The new church was designed to be wider than its predecessor, which meant the pitch of the roof (originally planned to be as steep) had to be flattened to avoid affecting nearby houses. The church has an aisled layout with side aisles marked by lower ceilings and large windows, and curves outwards in the middle to provide more capacity. The roof projects beyond the entrance, forming a cantilevered section with large overhanging eaves. The church is built of brick with an extensively glazed façade facing the street.

==Administration and services==
The church is licensed for worship in accordance with the Places of Worship Registration Act 1855 and has the registration number 65019. It was registered for the solemnisation of marriages on 24 March 1953.

St Wilfrid's Church is part of the Hailsham and Polegate parish, along with St George's Church in Polegate (opened in 1938 and now served from St Wilfrid's). The parish is one of nine (covering 15 churches) which make up the Deanery of Eastbourne and St Leonards-on-Sea. In turn, this is one of 11 deaneries in the Roman Catholic Diocese of Arundel and Brighton. As of 2025 the parish of Hailsham and Polegate is served by one priest who celebrates Mass at 10.30am on Sundays at St Wilfrid's and at 9.00am on Sundays at St George's, as well as a monthly Sacrament of Penance at the latter.

In 2005–06, the Diocese of Arundel and Brighton (Note: This was created out of the Archdiocese of Southwark from 28 May 1965.) analysed the attendance, capacity and parish structure of all of its churches. It reported that one priest served the parish of Hailsham and Polegate, two Sunday Masses were celebrated at St Wilfrid's Church, and the attendance across both was 153 worshippers. The seating capacity was given as 130, although the planning application submitted for the new church in 2013 stated that "up to 100 people [could] be accommodated" in the old church. The new church was required to have a capacity of at least 160.

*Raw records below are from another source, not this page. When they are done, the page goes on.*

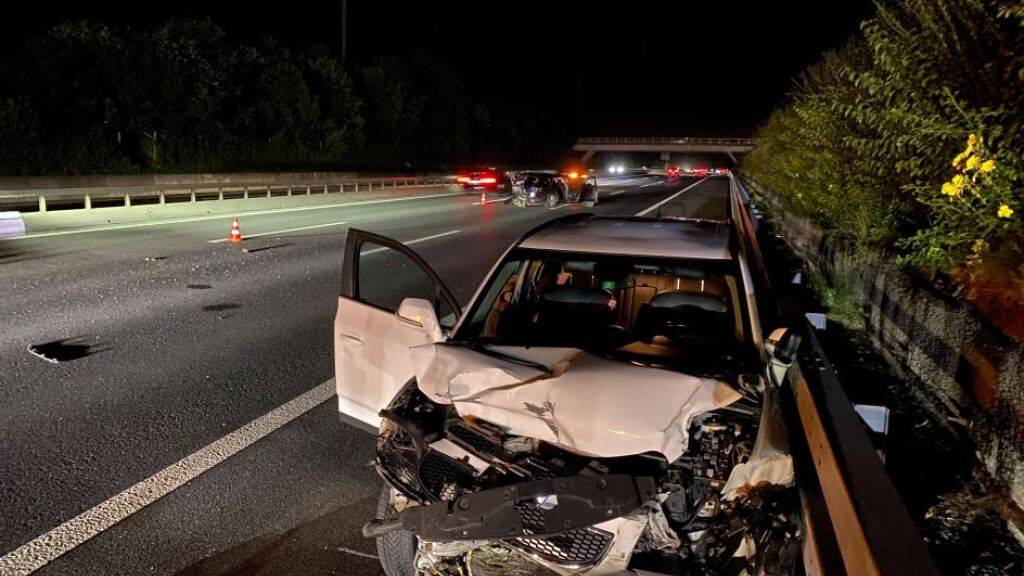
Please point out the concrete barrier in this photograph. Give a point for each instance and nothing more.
(969, 368)
(11, 224)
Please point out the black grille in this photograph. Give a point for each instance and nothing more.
(585, 546)
(438, 471)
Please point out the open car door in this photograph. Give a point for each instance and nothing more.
(371, 338)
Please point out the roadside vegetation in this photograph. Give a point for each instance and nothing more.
(909, 139)
(86, 97)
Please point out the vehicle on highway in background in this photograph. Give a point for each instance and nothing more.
(553, 189)
(606, 402)
(488, 178)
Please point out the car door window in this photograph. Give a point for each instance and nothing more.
(382, 273)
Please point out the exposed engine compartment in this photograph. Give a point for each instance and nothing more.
(686, 525)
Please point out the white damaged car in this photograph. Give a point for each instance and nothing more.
(604, 405)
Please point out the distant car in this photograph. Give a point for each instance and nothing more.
(552, 189)
(488, 178)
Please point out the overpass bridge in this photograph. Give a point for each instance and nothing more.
(730, 147)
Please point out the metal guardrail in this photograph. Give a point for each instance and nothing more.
(43, 200)
(855, 521)
(665, 140)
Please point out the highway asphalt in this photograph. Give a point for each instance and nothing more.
(173, 340)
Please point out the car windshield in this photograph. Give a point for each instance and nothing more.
(657, 312)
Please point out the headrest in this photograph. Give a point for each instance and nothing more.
(587, 268)
(579, 295)
(678, 298)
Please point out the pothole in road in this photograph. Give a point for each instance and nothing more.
(221, 306)
(67, 350)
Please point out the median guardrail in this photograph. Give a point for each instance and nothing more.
(43, 200)
(665, 140)
(855, 521)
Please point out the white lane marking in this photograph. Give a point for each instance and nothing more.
(487, 201)
(417, 241)
(228, 215)
(34, 554)
(276, 232)
(669, 199)
(356, 552)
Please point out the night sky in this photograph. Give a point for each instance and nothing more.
(679, 68)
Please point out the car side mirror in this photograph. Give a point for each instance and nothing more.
(782, 344)
(420, 315)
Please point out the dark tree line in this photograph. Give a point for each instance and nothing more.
(85, 97)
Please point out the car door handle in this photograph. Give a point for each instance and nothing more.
(350, 338)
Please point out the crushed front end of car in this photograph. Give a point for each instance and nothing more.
(516, 460)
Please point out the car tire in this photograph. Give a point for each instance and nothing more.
(396, 550)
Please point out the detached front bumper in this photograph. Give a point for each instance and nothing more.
(536, 508)
(550, 521)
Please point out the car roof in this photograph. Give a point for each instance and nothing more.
(704, 240)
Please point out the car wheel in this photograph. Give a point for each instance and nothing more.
(396, 550)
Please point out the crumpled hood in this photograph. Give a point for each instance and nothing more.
(581, 402)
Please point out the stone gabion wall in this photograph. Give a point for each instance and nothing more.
(970, 367)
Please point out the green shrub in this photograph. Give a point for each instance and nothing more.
(865, 142)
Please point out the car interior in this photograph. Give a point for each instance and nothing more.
(662, 310)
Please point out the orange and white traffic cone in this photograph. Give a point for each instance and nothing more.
(236, 235)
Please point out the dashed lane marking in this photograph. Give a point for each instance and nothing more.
(657, 205)
(47, 547)
(356, 552)
(276, 232)
(417, 241)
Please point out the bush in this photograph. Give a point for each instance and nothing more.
(871, 142)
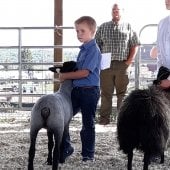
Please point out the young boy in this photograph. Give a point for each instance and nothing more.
(86, 81)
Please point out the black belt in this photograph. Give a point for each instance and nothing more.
(86, 87)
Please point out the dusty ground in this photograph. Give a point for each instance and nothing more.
(14, 145)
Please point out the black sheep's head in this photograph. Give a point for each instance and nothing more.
(163, 74)
(67, 66)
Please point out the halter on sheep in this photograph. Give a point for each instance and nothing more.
(143, 121)
(53, 112)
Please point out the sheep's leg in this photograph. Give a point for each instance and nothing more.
(50, 147)
(146, 161)
(162, 158)
(56, 151)
(33, 136)
(130, 157)
(63, 145)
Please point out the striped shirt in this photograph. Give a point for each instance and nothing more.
(116, 39)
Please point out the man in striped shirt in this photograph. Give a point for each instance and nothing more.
(118, 38)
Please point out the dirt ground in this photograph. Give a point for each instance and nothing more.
(14, 145)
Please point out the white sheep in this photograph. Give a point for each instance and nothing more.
(53, 112)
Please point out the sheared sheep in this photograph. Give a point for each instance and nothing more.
(53, 112)
(143, 122)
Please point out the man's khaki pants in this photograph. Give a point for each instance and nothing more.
(114, 78)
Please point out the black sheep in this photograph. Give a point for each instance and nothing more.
(143, 122)
(53, 112)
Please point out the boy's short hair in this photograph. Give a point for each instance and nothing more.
(88, 20)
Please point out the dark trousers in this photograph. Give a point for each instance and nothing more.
(114, 78)
(85, 99)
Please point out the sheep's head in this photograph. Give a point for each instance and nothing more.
(163, 73)
(66, 67)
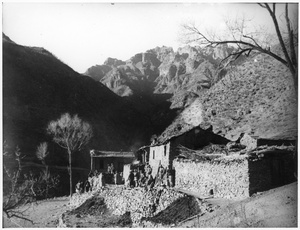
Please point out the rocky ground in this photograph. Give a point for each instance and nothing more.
(273, 208)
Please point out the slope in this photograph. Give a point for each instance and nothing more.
(38, 88)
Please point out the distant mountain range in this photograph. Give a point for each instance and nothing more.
(39, 88)
(127, 102)
(255, 95)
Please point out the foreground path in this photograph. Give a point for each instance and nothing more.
(44, 213)
(274, 208)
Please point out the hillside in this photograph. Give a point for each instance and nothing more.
(256, 97)
(162, 71)
(38, 88)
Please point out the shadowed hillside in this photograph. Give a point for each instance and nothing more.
(38, 88)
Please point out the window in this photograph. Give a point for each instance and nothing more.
(101, 164)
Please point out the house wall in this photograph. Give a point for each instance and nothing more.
(227, 179)
(159, 155)
(118, 163)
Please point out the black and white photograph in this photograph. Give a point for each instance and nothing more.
(149, 114)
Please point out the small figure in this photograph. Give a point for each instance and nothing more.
(130, 179)
(135, 178)
(112, 168)
(79, 187)
(108, 168)
(87, 186)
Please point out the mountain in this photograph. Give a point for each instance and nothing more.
(163, 71)
(256, 97)
(39, 88)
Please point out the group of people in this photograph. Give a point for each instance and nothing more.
(138, 177)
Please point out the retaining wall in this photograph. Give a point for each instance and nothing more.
(225, 178)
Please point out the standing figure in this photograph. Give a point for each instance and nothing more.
(77, 188)
(112, 168)
(130, 179)
(135, 178)
(87, 186)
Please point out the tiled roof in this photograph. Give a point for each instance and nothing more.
(98, 153)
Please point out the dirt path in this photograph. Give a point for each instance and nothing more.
(44, 214)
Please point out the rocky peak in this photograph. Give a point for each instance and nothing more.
(113, 62)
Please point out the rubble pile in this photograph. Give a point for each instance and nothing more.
(137, 201)
(179, 210)
(120, 201)
(225, 177)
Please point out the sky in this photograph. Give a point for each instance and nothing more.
(85, 34)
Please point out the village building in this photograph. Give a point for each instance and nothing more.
(165, 150)
(233, 169)
(102, 160)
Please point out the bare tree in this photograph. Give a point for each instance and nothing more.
(19, 191)
(248, 42)
(71, 133)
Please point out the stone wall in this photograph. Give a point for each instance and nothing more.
(137, 201)
(237, 176)
(227, 178)
(159, 155)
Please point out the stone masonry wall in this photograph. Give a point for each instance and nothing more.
(228, 178)
(159, 155)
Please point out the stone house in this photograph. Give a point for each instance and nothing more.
(101, 159)
(236, 176)
(165, 150)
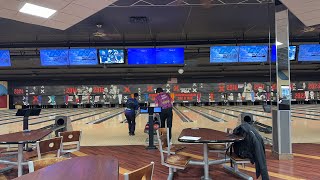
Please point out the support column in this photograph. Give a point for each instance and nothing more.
(281, 117)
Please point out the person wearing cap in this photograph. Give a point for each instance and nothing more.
(132, 105)
(164, 101)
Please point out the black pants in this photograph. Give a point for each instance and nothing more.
(166, 115)
(131, 118)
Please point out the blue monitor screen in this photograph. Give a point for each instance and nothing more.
(111, 56)
(5, 58)
(142, 56)
(224, 54)
(170, 56)
(86, 56)
(310, 52)
(253, 53)
(54, 57)
(292, 53)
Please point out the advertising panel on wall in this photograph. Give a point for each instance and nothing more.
(180, 93)
(4, 99)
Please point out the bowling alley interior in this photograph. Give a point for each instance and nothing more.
(159, 89)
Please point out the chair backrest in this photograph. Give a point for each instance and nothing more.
(42, 163)
(146, 172)
(49, 145)
(229, 130)
(70, 136)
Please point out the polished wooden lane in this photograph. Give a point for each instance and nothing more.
(134, 157)
(80, 168)
(113, 132)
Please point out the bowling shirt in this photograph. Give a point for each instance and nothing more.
(163, 100)
(135, 104)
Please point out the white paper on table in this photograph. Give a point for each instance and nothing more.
(190, 138)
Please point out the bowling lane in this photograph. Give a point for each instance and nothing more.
(15, 126)
(89, 115)
(114, 132)
(43, 116)
(295, 115)
(203, 122)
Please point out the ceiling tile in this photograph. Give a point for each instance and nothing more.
(29, 19)
(6, 13)
(56, 24)
(93, 4)
(56, 4)
(77, 10)
(12, 4)
(67, 18)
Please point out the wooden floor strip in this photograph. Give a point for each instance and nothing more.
(79, 153)
(301, 155)
(250, 169)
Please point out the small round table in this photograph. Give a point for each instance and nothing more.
(207, 136)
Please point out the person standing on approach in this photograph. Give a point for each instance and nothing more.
(132, 105)
(164, 101)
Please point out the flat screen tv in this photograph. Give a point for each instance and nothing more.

As originally constituted in 1957, the parish was bounded by the villages of Horam, Vines Cross, Warbleton, Punnett's Town, Three Cups Corner, Rushlake Green, Bodle Street Green and Windmill Hill; then the boundary passed north of Wartling, across the Rickney Levels (near Pevensey) and north of Hankham and Polegate; it then continued towards Ripe, Golden Cross, Whitesmith, Chiddingly and back to Horam. Other villages within this area include Hellingly, Herstmonceux, Lower Dicker and Upper Dicker. The northern section between Horam, Three Cups Corner and Rushlake Green was much closer to Heathfield but was originally an outlying part of the vast parish of Our Lady of Ransom Church, Eastbourne, so became part of Hailsham parish. The anachronism was corrected in 1971 when Heathfield's boundaries were realigned to incorporate this section.